Wake Island is a United States possession in the west-central Pacific Ocean. It is a triangular atoll made up of three small coral islets, Wake, Peale, and Wilkes. The islets cover a land area of about 3 square miles (7 square kilometers). They have about 100 people, all of whom are U.S. citizens. With a curving reef, they enclose a lagoon that is less than 4 square miles (10 square kilometers) in area. Wake’s vegetation consists mainly of shrubs and bushes.
Spaniards probably sighted Wake when they explored the Pacific in the late 1500’s. The British schooner Prince William Henry landed there in 1796. In 1841, Lieutenant Charles Wilkes of the United States Exploring Expedition surveyed Wake with the aid of the naturalist Titian Peale. They found no indication that the atoll had ever been inhabited. Wake Island became an unincorporated territory of the United States in 1898. The United States claimed Wake because it lay on the cable route from San Francisco to Manila. In 1935, Wake became a base for Pacific air traffic.
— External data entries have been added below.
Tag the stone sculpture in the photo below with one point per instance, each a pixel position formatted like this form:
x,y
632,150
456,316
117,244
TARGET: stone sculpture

Wake Island was the site of an early World War II battle. For two weeks in December 1941, a force of 400 U.S. Marines and about 1,000 civilians fought off a Japanese invasion. But the Japanese captured Wake in late December 1941. The Japanese garrison on Wake surrendered at the end of the war, in 1945.
Today, Wake is used primarily for emergency stopovers for airplanes and ships. Agencies of the U.S. National Oceanic and Atmospheric Administration, including the National Weather Service, have research and monitoring units on the atoll.